Last but not least - find interesting connections. The top categories listed are Fishing, Bizarre, Recruiters, Developers & Publishers, and Used. I guess it all hangs together. Recruiters fish for candidates, after all. And they’d prefer used – new is a no-no where it comes to recruiting. With all the competition around, they’d need to use bizarre methods.
I’m not sure where Developers & Publishers fit in, unless as the exception that proves the rule. That’s gotta be it.
Fri 16 Jun 2006
Suffering withdrawal symptoms, missing your daily dose of mad ads on the idiot box? Relax – here’s a smarter way to get to dumb ads of the “As seen on TV” variety.TV products for less, on the Net. As the name says, you get less. Less of the mind-blowing posturing and monotonous pitch – it’s a webpage, after all, not a broadcast. But in essentials, it’s still the same hinky dinky gadgets, tools, accessories and consumable products that you never even knew you needed or missed till you saw it on candid TV.

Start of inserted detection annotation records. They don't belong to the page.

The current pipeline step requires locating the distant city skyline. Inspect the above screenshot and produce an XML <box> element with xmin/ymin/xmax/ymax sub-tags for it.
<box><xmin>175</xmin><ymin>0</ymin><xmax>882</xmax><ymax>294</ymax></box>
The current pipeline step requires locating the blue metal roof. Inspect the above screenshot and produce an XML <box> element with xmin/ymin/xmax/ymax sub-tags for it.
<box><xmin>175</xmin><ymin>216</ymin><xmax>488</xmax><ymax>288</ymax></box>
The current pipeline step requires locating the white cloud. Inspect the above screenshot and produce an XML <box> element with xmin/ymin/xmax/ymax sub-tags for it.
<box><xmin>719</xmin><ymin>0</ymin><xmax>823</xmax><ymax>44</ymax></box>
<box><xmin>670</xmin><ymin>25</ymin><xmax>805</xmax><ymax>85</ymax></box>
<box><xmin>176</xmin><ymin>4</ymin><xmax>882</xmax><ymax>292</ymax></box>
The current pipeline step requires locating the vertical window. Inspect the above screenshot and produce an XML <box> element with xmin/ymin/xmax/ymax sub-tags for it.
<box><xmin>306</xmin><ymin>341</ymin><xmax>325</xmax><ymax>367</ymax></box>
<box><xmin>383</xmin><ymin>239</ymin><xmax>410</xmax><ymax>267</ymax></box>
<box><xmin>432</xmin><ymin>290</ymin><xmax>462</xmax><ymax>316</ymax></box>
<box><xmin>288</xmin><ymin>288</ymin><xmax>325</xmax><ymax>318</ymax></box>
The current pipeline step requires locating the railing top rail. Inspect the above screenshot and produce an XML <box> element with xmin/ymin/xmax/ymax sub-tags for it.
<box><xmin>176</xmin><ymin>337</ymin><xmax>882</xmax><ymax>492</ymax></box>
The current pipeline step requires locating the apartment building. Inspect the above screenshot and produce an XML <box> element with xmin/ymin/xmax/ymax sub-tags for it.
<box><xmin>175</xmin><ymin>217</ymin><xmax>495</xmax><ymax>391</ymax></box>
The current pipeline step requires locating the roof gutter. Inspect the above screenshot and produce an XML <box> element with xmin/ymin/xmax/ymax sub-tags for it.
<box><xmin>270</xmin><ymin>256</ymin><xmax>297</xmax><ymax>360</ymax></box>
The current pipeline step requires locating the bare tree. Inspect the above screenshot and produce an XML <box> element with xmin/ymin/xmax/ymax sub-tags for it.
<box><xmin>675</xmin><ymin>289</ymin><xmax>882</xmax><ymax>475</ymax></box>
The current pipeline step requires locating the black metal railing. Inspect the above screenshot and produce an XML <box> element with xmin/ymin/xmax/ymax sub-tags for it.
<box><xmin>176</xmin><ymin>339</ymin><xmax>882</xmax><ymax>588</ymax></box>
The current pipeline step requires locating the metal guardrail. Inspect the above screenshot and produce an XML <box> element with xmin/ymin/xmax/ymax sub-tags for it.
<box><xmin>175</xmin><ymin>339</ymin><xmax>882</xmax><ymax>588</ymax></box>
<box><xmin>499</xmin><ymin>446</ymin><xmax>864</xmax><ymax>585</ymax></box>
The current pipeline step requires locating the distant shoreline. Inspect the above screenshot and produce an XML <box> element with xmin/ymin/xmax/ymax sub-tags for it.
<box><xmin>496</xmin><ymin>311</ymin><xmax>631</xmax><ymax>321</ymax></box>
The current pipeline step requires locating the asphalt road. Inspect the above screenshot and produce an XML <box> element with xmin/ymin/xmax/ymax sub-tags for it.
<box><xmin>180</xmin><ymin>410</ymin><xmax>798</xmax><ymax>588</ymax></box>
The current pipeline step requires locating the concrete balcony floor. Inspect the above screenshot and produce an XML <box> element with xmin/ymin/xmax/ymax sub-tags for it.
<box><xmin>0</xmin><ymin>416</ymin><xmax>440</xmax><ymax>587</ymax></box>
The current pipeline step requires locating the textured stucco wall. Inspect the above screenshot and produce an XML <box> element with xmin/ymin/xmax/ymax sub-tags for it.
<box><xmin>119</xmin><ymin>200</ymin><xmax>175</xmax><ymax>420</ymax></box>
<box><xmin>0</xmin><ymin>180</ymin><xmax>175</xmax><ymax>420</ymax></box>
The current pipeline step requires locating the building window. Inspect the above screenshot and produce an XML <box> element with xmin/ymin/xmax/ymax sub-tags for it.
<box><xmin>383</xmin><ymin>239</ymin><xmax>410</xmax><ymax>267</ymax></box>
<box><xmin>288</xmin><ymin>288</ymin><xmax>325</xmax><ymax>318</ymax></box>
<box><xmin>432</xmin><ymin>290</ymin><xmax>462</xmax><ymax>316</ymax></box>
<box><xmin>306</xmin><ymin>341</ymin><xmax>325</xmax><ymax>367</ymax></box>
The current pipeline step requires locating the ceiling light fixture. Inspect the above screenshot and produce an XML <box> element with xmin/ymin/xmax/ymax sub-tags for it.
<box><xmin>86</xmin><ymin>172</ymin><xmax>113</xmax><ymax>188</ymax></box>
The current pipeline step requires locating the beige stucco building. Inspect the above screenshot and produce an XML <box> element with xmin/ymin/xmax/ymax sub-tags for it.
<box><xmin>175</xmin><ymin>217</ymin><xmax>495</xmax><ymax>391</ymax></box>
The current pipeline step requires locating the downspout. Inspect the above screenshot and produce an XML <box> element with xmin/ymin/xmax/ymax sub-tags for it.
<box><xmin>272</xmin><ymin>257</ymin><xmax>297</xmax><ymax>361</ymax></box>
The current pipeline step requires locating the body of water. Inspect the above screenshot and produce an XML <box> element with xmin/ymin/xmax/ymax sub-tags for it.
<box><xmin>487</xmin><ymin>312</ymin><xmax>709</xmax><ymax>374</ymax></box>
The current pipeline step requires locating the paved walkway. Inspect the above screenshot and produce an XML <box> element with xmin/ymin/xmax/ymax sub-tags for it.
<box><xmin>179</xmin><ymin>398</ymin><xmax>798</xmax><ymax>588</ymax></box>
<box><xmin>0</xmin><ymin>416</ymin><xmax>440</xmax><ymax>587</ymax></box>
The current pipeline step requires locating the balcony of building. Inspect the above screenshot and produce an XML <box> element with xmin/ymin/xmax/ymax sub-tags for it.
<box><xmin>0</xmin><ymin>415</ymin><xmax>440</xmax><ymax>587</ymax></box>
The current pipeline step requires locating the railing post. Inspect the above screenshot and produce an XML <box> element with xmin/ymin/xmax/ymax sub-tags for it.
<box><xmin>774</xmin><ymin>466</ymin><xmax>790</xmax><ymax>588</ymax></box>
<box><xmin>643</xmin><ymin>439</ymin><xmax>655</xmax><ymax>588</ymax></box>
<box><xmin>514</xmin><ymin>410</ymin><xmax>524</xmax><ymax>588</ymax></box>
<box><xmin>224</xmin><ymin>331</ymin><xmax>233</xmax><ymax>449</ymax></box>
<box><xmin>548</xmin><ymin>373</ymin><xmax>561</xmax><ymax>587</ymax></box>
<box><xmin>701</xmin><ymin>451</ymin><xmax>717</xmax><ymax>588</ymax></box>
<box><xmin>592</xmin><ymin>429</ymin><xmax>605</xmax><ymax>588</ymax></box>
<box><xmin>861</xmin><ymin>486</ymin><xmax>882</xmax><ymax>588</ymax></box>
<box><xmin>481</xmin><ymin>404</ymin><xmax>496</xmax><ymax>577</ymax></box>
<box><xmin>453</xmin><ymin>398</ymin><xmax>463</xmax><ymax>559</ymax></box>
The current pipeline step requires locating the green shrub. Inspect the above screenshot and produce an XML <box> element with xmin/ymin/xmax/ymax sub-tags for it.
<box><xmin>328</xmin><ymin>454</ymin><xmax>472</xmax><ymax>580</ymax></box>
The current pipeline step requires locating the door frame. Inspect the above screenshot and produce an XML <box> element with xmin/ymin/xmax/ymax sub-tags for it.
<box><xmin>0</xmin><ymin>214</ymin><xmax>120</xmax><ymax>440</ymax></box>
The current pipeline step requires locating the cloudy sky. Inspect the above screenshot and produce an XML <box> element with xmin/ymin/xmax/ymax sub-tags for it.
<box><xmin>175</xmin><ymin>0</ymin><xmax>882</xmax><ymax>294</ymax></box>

All of it, for less! Like this offer for free government grants. Does that mean you get less of a grant? Doesn’t seem worthwhile, but hey, there’s one born every minute.
Or take a look at this gopher pickup tool. I thought it was guys picking up gals and vice versa, but if you’re into gophers …. you REALLY need this one.
At your wits end, screaming at children? Use “Kidz Bop”. Dual use : if it doesn’t keep their attention, remember the Bop. It works
Or did you realize you need “Urine Gone”? Useful for folks with dogs, cats, or adult bedwetting tendencies.
If you’d still prefer less, there’s a simple solution. Shut down your browser. Or surf elsewhere.